Buna göre, Perslerin Pont bölgesi genel valisi Üçüncü Mihirdad, M.Ö. 298'de Pontus devletini ilan etti, M.Ö. 280'de başkent Amasya'da krallık tacını giydi. M.Ö. 183'te başkent Sinop'a taşındı. Pontus devleti, M.Ö. 63'te Doğu Roma tarafından yıkıldı. Pontus devletinin kurucusu da hanedanı da tebaası da Yunanlı değildi. Kurucusu ve hanedanı Pers, tebaası Anadolu'nun yerli kavimleriydi. Bu kavimler, Halibler, Haldiler, Kolhlar, Tibarenler, Mosinekler, Makronlar, Diriller ve İskitlerdi. Bunlar, Anadolu'nun yerli halklarıydı. Yunanlılar ise sahil kesimlerinde ticari koloniler kurmuştu.
Pontus'un ordusu milliydi, armalarında ay yıldız vardı.
Pers ordusunun büyük kısmının İskitlerden oluştuğu bilinir.
***
Doğu Karadeniz Tarihi yazarı Mehmet Bilgin'in verdiği konferansta tuttuğum notların küçük bir kısmı da şöyledir:
"Doğu Karadeniz'de tarih boyunca Yunanlı yaşamamış ki, burada yaşayanların soyunda bir Yunanlılık olsun.

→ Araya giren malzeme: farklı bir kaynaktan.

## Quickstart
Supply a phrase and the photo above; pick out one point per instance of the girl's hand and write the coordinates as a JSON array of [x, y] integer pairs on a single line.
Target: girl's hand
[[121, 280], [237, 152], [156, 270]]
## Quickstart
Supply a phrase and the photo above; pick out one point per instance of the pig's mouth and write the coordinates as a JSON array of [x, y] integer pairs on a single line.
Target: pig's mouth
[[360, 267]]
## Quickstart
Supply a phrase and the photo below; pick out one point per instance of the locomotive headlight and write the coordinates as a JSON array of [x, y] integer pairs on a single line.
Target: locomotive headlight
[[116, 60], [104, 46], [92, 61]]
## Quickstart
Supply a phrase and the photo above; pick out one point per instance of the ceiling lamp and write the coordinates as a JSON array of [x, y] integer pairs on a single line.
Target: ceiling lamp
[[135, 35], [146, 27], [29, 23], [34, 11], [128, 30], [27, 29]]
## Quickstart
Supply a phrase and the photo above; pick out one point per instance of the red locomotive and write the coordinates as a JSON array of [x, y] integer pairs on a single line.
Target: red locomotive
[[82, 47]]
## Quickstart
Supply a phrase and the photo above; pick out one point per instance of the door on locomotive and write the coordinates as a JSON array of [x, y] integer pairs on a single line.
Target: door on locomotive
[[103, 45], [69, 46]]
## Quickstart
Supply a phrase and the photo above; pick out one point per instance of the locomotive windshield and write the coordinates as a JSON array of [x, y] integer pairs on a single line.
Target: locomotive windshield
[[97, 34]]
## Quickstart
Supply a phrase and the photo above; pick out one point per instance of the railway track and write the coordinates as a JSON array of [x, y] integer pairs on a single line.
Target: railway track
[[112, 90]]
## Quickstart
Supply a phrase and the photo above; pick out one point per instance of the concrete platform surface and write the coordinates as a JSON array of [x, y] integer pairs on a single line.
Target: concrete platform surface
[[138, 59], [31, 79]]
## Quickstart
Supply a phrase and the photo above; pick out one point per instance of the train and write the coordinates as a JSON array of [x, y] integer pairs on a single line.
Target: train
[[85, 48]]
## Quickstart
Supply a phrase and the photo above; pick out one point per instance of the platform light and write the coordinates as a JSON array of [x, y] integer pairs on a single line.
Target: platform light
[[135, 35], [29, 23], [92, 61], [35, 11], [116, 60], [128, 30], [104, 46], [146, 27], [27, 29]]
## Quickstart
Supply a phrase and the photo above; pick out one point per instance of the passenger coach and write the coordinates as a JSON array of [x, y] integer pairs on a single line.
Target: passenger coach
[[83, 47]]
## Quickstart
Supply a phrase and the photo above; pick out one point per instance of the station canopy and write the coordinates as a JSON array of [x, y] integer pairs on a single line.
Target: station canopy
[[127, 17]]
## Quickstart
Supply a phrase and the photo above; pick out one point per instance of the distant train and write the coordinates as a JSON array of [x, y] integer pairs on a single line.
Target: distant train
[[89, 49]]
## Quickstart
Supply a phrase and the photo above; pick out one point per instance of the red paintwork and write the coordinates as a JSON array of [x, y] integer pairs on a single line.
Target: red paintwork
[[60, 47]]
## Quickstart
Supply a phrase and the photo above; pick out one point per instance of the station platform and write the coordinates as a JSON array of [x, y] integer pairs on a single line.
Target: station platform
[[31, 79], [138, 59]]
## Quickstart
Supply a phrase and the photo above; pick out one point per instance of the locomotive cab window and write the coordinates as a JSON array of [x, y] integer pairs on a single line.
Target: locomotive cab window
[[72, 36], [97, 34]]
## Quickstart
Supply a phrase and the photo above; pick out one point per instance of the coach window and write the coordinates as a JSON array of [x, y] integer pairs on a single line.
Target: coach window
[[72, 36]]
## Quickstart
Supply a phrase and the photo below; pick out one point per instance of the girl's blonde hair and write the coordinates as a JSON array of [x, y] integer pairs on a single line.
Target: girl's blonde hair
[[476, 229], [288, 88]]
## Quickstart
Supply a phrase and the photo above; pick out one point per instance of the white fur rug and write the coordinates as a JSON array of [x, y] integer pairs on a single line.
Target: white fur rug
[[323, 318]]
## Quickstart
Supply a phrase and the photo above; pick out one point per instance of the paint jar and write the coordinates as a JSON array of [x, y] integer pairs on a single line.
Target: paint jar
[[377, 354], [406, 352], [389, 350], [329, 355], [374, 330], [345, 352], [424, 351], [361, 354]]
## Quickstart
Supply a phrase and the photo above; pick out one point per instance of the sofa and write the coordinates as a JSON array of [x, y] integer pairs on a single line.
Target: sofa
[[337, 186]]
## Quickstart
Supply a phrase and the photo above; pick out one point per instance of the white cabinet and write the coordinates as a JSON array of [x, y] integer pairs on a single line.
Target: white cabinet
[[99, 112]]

Doğu Karadeniz'in Yunanlılaştırılması çalışmaları, 1800'lerde kurulan misyoner okullarıyla birlikte başlamış, bölgedeki Hıristiyan unsurlara Yunanca öğretilmek ve Yunan kimliği verilmek istenmiştir. Biliyorsunuz, Hıristiyan Karamanlılara da Yunanlılık aşılanmak istenmiş ve bunlar mübadelede Yunanlı diye Yunanistan'a gönderilmiştir. İbadetleri, mezar taşları bile Türkçe olan Türkleri, Hıristiyan oldukları için önce misyonerlere sonra Yunanistan'a teslim ettik. Doğu Karadeniz'de de aynı durum yaşanmıştır."
Mehmet Bilgin, bölgedeki Hıristiyan unsurların hangi etnik kökene sahip olduğunu da açıklamıştır:
"Osmanlı belgelerinde Türkçe isim taşıyan Hıristiyan unsurlarla ilgili birçok kayıt vardır. Bu unsurlardan biri, Osmanlı'dan önce Karadeniz'in kuzeyinde devlet kurmuş Kumanlardır. 1204'te İstanbul'un Haçlı ordularınca işgal edilmesinden sonra Trabzon'da kurulan Rum krallığını oluşturan askeri güç de Hıristiyan Kumanlardır. Kuman prensesleri Trabzon Sarayı'na gelin olmuş, çocukları hem Türkçe hem Yunanca isimlerle anılmıştır.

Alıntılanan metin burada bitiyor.